The Setup

Wed February 05 2014 by Christopher Aedo

Over the years I have been continually refining my home technology stack.  It's in the best state it's ever been, so I figured I should document it.  I'm looking forward to looking back at this post in a few years to see what's evolved, and what's still the same.

External connection - Verizon FiOS.  It's usually pretty good.  Unfortunately it seems like they keep edging the price up a few dollars at a time.  But there's no alternative if I want reasonable speed.  Wouldn't it be nice if there were more options?  There should be!

Firewall/WAP - Home-built ALIX/pfSense.  It's just plain awesome.

Cell phone - We're using Republic Wireless with the Moto-X.  Also just plain awesome.  The phone is the best I've ever used.  The service isn't perfect, but it's close, and it gets better all the time.  The price is unbeatable.

Land-line - Cancelled it so many years ago I don't even remember when.  We do have phones in the house that are fantastic, and the service is free.  I've had a google voice number since the early early days, and bridge it with an OBiTalk VoIP adapter.  This \$38 adapter from Amazon works beautifully.

TV/Video - Cancelled satellite subscription six or seven years ago and have been using a 2nd gen AppleTV for quite a while.  It's bad for your brain but I just can't quit it.
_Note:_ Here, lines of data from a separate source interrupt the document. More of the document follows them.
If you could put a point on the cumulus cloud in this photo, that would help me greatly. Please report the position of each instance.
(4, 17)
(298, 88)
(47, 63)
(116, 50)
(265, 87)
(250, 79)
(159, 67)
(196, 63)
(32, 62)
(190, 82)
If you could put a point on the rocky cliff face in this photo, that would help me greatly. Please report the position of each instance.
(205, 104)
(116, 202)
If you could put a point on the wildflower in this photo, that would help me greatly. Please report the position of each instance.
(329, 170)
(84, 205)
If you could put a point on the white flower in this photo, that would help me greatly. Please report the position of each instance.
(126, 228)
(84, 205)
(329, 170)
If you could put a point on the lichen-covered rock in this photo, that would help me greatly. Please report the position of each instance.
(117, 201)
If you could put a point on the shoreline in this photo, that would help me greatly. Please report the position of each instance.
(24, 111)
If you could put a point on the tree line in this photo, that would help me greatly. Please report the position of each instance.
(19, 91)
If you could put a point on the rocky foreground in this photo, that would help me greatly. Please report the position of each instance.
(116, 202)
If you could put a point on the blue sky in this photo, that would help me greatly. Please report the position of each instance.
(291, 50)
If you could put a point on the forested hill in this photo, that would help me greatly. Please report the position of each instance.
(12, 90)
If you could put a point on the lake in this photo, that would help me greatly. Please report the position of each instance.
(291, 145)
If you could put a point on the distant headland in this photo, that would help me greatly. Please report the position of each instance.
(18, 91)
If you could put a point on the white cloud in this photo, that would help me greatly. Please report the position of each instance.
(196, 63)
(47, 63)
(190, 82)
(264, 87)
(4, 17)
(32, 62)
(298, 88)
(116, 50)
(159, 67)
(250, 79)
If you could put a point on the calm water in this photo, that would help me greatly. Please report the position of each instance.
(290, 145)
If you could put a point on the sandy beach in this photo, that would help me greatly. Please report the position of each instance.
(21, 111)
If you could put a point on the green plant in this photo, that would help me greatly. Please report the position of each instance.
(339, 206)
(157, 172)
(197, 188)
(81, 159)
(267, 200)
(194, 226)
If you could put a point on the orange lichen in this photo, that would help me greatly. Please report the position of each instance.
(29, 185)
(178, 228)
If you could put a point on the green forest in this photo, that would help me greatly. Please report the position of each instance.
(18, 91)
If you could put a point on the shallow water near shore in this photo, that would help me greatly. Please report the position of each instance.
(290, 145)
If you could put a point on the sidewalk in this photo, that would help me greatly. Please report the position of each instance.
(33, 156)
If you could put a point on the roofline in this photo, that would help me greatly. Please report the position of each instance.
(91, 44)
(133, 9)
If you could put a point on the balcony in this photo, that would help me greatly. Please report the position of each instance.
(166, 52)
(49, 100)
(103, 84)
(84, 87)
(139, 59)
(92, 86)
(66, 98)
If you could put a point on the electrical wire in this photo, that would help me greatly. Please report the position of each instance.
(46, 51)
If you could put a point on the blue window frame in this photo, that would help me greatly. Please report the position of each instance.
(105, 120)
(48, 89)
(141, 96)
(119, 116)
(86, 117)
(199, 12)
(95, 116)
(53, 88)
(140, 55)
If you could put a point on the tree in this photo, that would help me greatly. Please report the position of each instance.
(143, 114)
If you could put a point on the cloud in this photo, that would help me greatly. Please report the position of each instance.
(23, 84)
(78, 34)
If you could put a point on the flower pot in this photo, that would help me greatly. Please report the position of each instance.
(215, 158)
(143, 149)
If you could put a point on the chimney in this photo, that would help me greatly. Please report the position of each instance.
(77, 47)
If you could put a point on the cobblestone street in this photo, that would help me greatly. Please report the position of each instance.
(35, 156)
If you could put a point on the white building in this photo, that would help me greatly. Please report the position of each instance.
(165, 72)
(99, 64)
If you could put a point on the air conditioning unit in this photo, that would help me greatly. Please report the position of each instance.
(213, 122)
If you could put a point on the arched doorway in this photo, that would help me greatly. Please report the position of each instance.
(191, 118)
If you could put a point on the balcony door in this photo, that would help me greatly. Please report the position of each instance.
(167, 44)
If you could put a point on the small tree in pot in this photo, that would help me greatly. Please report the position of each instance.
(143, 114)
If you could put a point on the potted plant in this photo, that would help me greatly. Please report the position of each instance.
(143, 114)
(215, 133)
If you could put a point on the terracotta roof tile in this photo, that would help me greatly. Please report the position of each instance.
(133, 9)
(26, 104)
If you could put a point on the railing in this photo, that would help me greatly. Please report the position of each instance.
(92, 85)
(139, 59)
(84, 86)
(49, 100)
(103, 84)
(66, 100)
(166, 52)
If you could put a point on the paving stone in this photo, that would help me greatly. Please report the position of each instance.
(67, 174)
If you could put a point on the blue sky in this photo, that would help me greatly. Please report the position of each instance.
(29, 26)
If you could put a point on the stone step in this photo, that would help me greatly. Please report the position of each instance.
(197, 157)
Video content and automation - The non-Netflix content is served off a RaspberryPI with a 1.5tb USB drive attached to it.  I'm pretty sure it's close to the most energy efficient solution.  In the past I've run full-size PCs with lots of internal disks, or once (for a year?) the content lived on a Drobo.  Operating systems experimented with included OpenSolaris, FreeBSD and Linux.  Always lots of moving parts, and over time, usually a hassle of one sort of another.  Since moving to the pi, I've also added an X10 USB dongle (so a simple script turns on the outside light at sunset, turns it back off at midnight - christmas lights were similarly managed, etc.)

Retrieving content - OK, this part is being shared solely for academic purposes.  (I am sure it's against the rules to grab torrent content because that's what pirates do, obviously.  Even if it's just a show that was broadcast over the open airwaves, and could have been delivered to you nearly identically by a neighbor with a VCR.)  I am running this script on the raspberry pi, which regularly checks for new episodes of any show we specify, and if found, automatically starts up the download.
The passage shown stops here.